Menurut dia, pemerintah daerah telah melakukan pendataan dan melaporkan kondisi tersebut secara lengkap kepada pemerintah provinsi. Hasil koordinasi menunjukkan bahwa meskipun terdapat lahan milik pemerintah desa, kabupaten, provinsi, hingga BUMN dan kementerian/lembaga, sebagian besar tidak memenuhi ukuran standar 30×20 meter sebagaimana ketentuan dari PT Agrinas Pangan Nusantara.
“Kami juga sudah melaporkan secara lengkap ke provinsi, dan kemarin kita selenggarakan rakor bahwa lahan-lahan yang ada di desa yang dimiliki oleh pemerintah memang ada, tetapi tidak sesuai ukuran 30×20 sesuai dengan ketentuan PT Agrinas Pangan Nusantara,” ujarnya.
Ia berharap, ke depan ada fleksibilitas kebijakan, terutama pada tahun 2026, dengan menghadirkan prototipe bangunan koperasi yang menyesuaikan kondisi lahan eksisting di desa-desa.
“Kita berharap tahun 2026 rata-rata lahan yang ada di desa, kita berharap ada prototipe baru yang nanti akan dibangun kondisi lahan yang existing, yang ada di desa. Mungkin ada yang 400 meter persegi, prototipe yang 300 meter persegi, misalnya seperti itu,” ungkapnya.
Ia menambahkan, pihaknya juga tengah melakukan konsolidasi dengan para camat dan pengurus koperasi untuk memastikan kembali ketersediaan lahan. Dari hasil pendataan, ditemukan sejumlah desa yang tidak memiliki lahan milik pemerintah desa maupun pemerintah daerah.
“Memang ada desa yang tidak punya lahan yang dimiliki oleh pemerintah desa. Ada juga tidak dimiliki pemerintah daerah, kementerian, BUMN, dan sebagainya. Jadi lahan itu punya potensi, tapi dimiliki warga masyarakat,” jelasnya.
Dalam kondisi tersebut, beberapa warga disebut bersedia menghibahkan lahan untuk pembangunan koperasi. Namun, hingga kini belum semua desa menunjukkan perkembangan yang sama.

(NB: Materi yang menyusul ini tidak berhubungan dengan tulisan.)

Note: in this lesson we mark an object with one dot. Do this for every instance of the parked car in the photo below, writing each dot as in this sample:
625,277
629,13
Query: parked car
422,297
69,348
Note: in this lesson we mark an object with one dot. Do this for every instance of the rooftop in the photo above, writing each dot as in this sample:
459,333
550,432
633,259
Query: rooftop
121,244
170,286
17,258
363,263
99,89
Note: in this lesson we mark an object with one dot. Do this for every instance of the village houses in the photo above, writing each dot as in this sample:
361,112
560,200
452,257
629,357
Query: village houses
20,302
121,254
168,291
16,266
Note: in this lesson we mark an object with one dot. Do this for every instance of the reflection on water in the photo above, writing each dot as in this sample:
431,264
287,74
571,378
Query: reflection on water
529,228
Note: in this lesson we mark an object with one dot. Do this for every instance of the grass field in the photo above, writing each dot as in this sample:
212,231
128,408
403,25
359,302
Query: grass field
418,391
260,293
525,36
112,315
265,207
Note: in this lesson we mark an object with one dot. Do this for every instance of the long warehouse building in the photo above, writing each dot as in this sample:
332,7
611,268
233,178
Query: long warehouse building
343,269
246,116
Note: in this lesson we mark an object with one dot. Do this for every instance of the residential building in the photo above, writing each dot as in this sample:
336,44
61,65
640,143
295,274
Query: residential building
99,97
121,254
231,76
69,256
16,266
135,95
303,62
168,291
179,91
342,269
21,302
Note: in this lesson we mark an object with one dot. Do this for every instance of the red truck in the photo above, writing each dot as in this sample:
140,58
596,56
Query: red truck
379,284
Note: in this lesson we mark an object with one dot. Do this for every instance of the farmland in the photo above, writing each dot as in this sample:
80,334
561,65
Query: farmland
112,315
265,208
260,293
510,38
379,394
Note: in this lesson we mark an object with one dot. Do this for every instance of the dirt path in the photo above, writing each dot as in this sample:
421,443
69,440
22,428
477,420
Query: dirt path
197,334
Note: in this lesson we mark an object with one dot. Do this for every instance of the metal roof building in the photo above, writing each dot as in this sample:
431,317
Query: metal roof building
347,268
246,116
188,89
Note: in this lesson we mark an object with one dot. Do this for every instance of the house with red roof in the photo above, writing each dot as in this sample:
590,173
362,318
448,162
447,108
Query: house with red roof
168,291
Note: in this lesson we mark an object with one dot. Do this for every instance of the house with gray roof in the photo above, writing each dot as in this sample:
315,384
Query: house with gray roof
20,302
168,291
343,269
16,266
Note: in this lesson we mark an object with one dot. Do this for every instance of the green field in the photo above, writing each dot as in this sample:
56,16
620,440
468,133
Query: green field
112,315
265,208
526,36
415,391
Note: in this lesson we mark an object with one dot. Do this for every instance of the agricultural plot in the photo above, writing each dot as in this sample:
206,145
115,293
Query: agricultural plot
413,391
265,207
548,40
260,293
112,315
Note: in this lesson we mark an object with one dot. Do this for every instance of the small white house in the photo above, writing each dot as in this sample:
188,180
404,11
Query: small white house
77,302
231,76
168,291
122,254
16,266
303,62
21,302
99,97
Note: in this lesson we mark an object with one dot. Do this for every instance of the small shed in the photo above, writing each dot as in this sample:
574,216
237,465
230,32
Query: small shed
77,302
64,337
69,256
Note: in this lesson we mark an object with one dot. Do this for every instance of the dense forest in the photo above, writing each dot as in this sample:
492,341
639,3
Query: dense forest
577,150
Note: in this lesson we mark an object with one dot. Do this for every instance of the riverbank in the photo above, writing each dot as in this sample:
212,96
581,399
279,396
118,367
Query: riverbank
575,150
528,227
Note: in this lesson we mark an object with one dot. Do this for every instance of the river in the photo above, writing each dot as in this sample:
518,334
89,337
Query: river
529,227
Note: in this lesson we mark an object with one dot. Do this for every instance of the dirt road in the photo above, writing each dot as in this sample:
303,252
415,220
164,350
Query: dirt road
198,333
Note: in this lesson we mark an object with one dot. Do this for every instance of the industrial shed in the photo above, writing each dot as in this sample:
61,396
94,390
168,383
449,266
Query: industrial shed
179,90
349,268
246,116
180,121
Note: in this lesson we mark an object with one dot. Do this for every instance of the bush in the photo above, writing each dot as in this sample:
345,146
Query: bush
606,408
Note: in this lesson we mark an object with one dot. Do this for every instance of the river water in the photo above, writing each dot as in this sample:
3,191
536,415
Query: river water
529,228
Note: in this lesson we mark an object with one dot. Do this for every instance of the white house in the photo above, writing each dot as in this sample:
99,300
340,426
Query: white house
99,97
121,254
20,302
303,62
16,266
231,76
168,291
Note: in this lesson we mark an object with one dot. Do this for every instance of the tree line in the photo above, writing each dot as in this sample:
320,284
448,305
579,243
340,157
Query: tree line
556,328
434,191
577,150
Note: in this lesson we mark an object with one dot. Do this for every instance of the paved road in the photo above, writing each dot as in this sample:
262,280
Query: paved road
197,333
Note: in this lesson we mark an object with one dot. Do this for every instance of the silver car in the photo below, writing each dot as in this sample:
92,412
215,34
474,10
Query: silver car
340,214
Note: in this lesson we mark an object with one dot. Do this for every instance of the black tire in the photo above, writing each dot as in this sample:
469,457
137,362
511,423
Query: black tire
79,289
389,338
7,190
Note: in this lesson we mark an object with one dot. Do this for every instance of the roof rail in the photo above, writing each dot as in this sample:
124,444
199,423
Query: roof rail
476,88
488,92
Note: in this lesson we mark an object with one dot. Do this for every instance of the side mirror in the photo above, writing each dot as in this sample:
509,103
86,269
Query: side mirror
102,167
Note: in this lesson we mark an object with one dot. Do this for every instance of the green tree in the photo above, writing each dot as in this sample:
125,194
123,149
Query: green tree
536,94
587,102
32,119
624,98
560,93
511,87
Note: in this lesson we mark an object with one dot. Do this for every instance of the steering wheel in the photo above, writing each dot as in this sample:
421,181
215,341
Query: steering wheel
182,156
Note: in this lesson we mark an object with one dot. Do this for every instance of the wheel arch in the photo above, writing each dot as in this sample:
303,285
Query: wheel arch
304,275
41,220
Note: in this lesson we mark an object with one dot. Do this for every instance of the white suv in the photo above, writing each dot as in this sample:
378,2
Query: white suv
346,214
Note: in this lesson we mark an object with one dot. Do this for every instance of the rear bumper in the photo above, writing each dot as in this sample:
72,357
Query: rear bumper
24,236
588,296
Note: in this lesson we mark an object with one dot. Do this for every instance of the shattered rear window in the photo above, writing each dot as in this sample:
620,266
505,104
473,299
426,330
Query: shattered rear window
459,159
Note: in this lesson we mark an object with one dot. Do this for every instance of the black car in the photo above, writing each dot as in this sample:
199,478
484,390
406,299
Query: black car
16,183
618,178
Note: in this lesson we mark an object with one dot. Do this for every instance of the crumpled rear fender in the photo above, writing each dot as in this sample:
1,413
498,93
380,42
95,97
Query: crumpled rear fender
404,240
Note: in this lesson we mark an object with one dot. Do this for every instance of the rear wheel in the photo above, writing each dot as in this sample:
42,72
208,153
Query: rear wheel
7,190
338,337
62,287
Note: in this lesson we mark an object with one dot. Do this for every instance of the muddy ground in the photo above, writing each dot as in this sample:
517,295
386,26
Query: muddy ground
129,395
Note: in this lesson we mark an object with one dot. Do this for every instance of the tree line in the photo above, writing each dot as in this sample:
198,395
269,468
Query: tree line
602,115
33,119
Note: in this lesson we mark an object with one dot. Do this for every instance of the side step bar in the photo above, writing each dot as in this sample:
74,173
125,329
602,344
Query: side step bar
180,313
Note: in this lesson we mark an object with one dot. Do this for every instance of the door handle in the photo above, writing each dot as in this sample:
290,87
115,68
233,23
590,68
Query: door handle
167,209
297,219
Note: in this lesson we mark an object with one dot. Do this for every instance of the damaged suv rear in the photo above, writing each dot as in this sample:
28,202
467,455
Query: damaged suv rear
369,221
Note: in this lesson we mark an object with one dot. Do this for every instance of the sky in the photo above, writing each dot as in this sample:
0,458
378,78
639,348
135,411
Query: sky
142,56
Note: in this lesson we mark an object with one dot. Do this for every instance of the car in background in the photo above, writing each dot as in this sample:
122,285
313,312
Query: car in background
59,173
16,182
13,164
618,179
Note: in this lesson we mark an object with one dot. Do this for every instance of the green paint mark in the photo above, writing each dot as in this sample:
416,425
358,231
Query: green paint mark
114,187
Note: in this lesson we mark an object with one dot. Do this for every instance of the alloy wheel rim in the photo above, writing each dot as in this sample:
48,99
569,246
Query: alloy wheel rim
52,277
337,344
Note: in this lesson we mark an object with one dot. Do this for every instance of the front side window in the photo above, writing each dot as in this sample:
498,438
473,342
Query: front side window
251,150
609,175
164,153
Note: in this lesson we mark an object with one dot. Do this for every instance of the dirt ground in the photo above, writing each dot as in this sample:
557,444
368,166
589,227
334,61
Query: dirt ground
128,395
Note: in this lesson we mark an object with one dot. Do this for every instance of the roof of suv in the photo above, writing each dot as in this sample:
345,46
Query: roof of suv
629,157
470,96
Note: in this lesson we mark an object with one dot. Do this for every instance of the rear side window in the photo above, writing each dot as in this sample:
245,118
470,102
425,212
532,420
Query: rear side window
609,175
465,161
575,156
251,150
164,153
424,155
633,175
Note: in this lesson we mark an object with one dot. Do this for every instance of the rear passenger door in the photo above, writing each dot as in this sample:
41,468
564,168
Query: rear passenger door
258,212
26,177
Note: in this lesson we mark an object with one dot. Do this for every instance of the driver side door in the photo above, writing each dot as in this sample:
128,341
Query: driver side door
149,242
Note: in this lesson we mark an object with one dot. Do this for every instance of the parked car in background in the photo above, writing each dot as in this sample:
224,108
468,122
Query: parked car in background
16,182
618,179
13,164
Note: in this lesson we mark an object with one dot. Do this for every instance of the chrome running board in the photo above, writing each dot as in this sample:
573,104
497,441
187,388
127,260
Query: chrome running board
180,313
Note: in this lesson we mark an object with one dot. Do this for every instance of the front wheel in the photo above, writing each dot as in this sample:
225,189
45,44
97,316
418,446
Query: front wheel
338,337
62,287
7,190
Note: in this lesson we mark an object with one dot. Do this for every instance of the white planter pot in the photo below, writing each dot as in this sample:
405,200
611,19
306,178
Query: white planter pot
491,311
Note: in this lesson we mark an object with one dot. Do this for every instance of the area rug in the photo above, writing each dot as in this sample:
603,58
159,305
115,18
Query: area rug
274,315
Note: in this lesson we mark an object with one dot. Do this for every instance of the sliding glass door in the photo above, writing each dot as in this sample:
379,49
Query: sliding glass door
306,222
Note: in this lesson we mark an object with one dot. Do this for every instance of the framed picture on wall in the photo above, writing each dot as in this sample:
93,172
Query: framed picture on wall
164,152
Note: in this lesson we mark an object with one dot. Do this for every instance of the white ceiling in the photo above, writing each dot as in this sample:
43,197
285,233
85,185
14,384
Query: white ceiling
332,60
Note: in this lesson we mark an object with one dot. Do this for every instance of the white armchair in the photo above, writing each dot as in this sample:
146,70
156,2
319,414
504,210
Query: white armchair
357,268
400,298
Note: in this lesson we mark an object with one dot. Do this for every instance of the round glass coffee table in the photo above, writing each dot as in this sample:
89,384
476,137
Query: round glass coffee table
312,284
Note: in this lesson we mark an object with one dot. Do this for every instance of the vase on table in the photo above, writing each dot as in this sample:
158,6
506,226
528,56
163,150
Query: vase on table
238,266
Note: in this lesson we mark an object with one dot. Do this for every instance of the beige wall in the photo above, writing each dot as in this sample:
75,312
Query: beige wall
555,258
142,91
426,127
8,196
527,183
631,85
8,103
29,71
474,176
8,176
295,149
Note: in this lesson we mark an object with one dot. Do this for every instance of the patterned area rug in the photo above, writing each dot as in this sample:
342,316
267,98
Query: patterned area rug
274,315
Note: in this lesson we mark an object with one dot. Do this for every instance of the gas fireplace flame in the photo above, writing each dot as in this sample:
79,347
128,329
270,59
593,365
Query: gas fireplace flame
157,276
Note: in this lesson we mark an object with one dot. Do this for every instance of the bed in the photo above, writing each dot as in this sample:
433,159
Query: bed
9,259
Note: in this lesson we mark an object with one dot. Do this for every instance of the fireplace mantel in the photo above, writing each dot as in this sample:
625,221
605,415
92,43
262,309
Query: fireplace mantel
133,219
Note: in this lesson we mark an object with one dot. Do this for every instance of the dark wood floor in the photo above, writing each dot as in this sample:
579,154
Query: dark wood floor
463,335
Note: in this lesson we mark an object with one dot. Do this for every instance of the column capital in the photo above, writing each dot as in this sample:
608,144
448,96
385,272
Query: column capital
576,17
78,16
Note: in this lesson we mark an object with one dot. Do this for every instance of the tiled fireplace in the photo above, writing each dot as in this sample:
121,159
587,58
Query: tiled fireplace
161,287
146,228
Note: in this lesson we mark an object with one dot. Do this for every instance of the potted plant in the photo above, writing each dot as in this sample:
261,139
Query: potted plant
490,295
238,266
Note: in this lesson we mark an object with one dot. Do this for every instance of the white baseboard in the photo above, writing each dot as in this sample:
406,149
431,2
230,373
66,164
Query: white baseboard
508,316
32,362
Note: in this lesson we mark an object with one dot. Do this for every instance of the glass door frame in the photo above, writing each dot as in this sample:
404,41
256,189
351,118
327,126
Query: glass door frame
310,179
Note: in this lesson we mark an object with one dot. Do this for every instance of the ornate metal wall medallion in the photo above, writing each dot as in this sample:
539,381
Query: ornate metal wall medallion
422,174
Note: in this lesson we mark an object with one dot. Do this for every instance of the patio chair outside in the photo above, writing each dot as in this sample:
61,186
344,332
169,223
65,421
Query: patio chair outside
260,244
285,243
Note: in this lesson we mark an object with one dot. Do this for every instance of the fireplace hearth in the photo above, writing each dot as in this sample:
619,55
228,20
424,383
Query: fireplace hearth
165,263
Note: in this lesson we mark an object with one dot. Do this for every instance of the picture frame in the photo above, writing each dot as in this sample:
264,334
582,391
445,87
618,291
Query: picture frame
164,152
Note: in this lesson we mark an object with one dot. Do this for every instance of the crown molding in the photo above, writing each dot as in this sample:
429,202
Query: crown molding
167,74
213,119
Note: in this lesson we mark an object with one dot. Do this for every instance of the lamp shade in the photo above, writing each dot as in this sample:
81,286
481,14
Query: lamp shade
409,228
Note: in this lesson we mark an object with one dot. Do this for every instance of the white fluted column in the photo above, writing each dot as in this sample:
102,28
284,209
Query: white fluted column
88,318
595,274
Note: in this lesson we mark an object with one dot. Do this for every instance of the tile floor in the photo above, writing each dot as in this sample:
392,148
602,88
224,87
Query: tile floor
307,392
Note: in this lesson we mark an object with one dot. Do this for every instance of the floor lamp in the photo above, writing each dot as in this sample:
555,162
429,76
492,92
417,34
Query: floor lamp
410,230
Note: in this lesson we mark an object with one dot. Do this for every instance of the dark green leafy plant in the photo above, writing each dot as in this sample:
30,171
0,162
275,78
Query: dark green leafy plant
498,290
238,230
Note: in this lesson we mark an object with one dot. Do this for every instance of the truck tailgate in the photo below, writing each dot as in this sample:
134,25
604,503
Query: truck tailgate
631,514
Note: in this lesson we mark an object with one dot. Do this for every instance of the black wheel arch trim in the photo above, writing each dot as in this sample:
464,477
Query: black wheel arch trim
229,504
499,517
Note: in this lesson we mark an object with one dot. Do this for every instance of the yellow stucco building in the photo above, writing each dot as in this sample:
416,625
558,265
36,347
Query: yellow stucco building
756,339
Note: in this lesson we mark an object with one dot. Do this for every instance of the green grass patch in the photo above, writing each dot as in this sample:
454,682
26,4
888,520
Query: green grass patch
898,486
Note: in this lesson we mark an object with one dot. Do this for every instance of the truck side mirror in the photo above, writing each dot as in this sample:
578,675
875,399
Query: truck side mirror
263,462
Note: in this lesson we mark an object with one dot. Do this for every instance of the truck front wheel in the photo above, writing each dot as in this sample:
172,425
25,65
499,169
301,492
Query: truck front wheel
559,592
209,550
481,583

“Ada beberapa desa yang warga masyarakatnya yang mau hibahkan kepada koperasi, dan itu kita menunggu, kita menyambut baik. Ada yang belum ada perkembangan, di sini yang juga kami sudah melaporkan, sudah menginformasikan semua data ke dinas koperasi provinsi,” kata Verdi.
Ia menegaskan, bagi desa-desa yang hingga kini belum memiliki lahan milik pemerintah, Disperindagkop Sikka masih menunggu kebijakan dan arahan lanjutan dari pemerintah pusat.
“Kemarin di rakor, kita masih menunggu bagi desa-desa yang sampai sekarang tidak memiliki lahan yang dimiliki pemerintah desa, pemerintah daerah dan sebagainya. Kita menunggu arahan dari pusat seperti apa,” ujarnya.
Verdi Lepe menambahkan, pendataan tetap dilakukan secara faktual sesuai kondisi di lapangan, termasuk lahan dengan ukuran di bawah standar.
“Kalau ada desa yang tidak sampai 1.000 meter persegi lahannya, bahkan 600 meter persegi pun sulit. Nah, kita mendata atau pun berdasarkan hasil pengamatan di lapangan, kalaupun lahan yang ada hanya 15×20, ya kita laporkan 15×20,” pungkasnya.